Many questions, even though they address different topics, are essentially the same type of question. Being consistent about how I ask questions increases the speed at which I can do my cards. For example, in asking how Furosemide works, I could ask the question in a variety of different ways:

  • What’s the mechanism of Furosemide?
  • How does Furosemide work?
  • What’s the mechanism of action of Furosemide?
  • What’s the MOA of Furosemide? (MOA=Mechanism of action) 

I always use the last option, because it’s the shortest. This allows me to shave off a few seconds every time I do a card of this type, which saves me hours in the long run. Also, use good grammar, spelling, and only standard abbreviations—this will also allow you to move swiftly through your cards.

Scale or level

There are different levels of knowledge for each specific topic. For example, you can ask about the body at the area level (gut), organ level (kidney), sub-structure (nephron), even smaller structure (Proximal Convoluted Tubule), or even smaller microscopic level (Na/K ATP pump). When making cards, it’s important to specify and limit the cards to specific levels as much as possible, this is so the information is structured in your memory and easier to recall. You may want to ask about the connection between two levels (where in the Nephron are Na/K ATP exchangers?) However, you should probably avoid questions spanning multiple levels, as that will lead to a long card. I recommend to breaking larger threads of information it into parts, and a great way to do that is by the scale or the level of information.

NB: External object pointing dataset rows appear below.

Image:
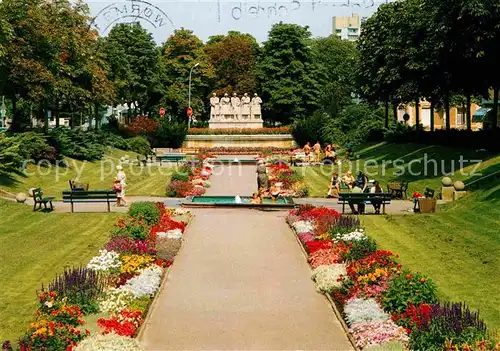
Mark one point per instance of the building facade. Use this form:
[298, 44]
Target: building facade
[347, 28]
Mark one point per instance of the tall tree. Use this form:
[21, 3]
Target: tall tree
[133, 59]
[179, 55]
[234, 58]
[288, 73]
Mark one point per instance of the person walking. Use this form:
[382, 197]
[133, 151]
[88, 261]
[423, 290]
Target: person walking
[120, 194]
[307, 152]
[317, 152]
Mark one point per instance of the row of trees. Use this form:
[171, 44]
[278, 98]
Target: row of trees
[438, 50]
[51, 59]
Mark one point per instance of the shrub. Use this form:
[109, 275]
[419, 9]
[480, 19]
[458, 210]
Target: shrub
[149, 211]
[143, 126]
[407, 289]
[177, 188]
[77, 144]
[170, 134]
[310, 129]
[432, 326]
[80, 286]
[140, 145]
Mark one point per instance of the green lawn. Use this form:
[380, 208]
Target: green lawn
[417, 158]
[34, 247]
[458, 247]
[146, 181]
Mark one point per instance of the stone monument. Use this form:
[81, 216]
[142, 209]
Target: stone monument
[233, 112]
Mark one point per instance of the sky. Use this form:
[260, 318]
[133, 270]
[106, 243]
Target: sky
[212, 17]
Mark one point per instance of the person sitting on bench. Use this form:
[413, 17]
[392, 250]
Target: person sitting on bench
[348, 180]
[334, 187]
[374, 190]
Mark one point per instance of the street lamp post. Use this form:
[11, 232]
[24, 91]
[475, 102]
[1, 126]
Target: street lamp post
[189, 92]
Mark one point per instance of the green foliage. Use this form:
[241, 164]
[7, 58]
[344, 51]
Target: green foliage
[355, 123]
[288, 73]
[310, 129]
[140, 145]
[408, 288]
[170, 134]
[148, 211]
[132, 55]
[77, 144]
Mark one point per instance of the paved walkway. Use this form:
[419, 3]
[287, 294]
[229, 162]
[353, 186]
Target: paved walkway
[241, 282]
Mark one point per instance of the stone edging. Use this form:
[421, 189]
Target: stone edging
[154, 300]
[328, 297]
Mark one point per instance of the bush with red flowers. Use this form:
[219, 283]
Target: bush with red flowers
[125, 323]
[376, 277]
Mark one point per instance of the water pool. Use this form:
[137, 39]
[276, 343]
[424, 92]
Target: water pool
[230, 201]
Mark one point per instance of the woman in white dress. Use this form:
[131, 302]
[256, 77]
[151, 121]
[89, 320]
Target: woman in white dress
[121, 194]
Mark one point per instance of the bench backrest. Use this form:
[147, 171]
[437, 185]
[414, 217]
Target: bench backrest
[89, 195]
[365, 196]
[429, 193]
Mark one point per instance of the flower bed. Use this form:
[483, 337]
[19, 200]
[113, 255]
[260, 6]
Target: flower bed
[192, 178]
[236, 131]
[380, 300]
[118, 283]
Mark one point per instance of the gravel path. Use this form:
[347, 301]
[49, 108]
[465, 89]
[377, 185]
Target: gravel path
[240, 282]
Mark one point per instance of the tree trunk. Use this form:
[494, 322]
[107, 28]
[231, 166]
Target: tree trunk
[56, 112]
[432, 115]
[494, 119]
[417, 114]
[447, 111]
[14, 126]
[387, 114]
[468, 114]
[96, 113]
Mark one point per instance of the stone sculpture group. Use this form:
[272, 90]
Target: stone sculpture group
[235, 109]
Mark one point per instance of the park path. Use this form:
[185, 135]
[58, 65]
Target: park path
[240, 282]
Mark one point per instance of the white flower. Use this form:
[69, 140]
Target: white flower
[303, 226]
[364, 310]
[105, 261]
[171, 234]
[327, 276]
[356, 235]
[108, 342]
[115, 300]
[146, 283]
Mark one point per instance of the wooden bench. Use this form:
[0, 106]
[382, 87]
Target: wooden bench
[171, 158]
[365, 198]
[78, 186]
[398, 189]
[39, 199]
[81, 196]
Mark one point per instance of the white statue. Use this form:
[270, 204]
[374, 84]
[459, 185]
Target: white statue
[225, 107]
[255, 107]
[236, 103]
[214, 107]
[245, 106]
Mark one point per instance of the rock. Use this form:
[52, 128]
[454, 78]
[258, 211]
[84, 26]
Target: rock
[21, 198]
[459, 185]
[446, 181]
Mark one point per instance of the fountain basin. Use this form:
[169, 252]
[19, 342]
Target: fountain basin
[230, 201]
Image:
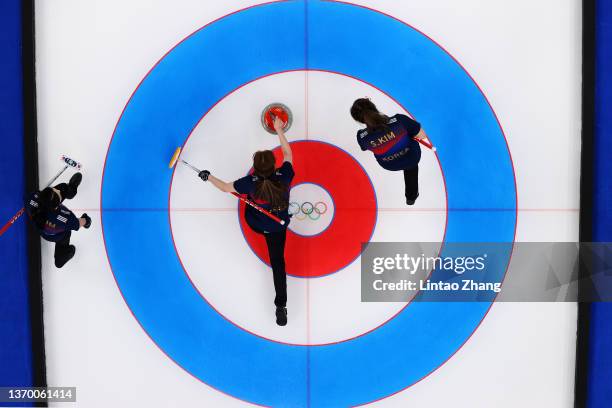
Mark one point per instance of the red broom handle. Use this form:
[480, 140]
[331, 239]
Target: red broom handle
[258, 208]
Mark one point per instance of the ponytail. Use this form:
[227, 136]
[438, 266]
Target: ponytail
[364, 111]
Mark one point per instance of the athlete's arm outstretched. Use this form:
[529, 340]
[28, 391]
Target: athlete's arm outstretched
[285, 147]
[421, 135]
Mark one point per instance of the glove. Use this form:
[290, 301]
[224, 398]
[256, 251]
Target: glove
[204, 175]
[87, 220]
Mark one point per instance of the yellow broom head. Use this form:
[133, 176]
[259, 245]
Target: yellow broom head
[175, 156]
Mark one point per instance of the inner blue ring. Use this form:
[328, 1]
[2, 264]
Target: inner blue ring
[221, 57]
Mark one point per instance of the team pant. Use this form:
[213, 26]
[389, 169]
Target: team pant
[276, 251]
[411, 179]
[63, 250]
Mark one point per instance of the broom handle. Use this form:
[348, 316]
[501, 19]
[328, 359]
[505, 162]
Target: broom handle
[15, 217]
[244, 200]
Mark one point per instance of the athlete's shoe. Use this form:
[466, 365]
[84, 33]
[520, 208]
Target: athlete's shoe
[411, 202]
[75, 180]
[69, 256]
[281, 316]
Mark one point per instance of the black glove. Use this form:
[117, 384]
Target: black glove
[87, 220]
[204, 175]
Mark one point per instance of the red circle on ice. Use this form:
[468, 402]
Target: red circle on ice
[354, 219]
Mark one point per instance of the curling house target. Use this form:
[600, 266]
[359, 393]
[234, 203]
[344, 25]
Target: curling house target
[475, 161]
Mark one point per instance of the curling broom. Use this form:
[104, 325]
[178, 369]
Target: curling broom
[68, 162]
[175, 160]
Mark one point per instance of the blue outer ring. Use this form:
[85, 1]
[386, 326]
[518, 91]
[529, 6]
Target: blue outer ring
[185, 84]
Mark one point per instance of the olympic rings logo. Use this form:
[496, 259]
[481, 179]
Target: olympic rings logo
[307, 210]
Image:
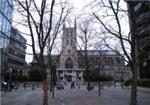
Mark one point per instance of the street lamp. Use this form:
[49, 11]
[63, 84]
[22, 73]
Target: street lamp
[10, 71]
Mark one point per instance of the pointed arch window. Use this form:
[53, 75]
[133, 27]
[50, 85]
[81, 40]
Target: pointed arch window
[68, 63]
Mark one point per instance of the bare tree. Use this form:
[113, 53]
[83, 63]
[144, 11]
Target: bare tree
[112, 25]
[43, 20]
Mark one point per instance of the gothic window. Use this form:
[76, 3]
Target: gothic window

Related to this is the concept of top-down learning, where you learn large principles first, and then the details, which is a much more efficient way to learn, and how we are taught to learn in medical school. Stay tuned for a future post on that subject.


As you are studying, you will begin asking yourself questions that could be on flashcards, however, many possible questions are possible for a flashcard that could not be asked on a test for either format or course specific reasons. When writing questions, use the question as a chance to filter out non-testable information. This will lessen your study burden considerably. Also, make sure to ask questions about specific information in a way that’s relevant to how you will need it.

For example, asking yourself to “list the symptoms of Toxoplasmosis” is not something that you will see on a multiple-choice test, nor how a doctor will process information provided by a patient. However, you might be presented with the following “patient presents with intracranial calcifications, hydrocephalus, and chorioretinitis, which of the following is the most likely diagnosis?” For which the answer is toxoplasmosis. This allows you to draw one connection from the triad of symptoms to the diagnosis, as opposed to three separate connections from each symptom to the diagnosis.


Whenever possible, you should put relevant (and hopefully simple) images on your cards. I also use random images if I need to tie things together that otherwise won’t stick. For example, on a card about Turner’s syndrome, I have a picture of Orlando bloom as Will Turner in the Pirates Movies. Humans have great visual memory (especially for people who look like Orlando Bloom) and you should take advantage of this fact. Obviously, this is easier if you are using an electronic flashcard program, which I highly recommend. 

Take away

Flashcards don’t work for every type of learning, but if you have to memorize lots of information (MCAT, Med school, AP US history etc.) then flashcards are an excellent method of doing that, and the above tips will help you to make excellent quality cards. 


I picked up these rules from my own experience and from doing a set of flashcards known as the Brosencephalon cards for the USMLE step 1. Hat tip to the brilliant student who made that deck.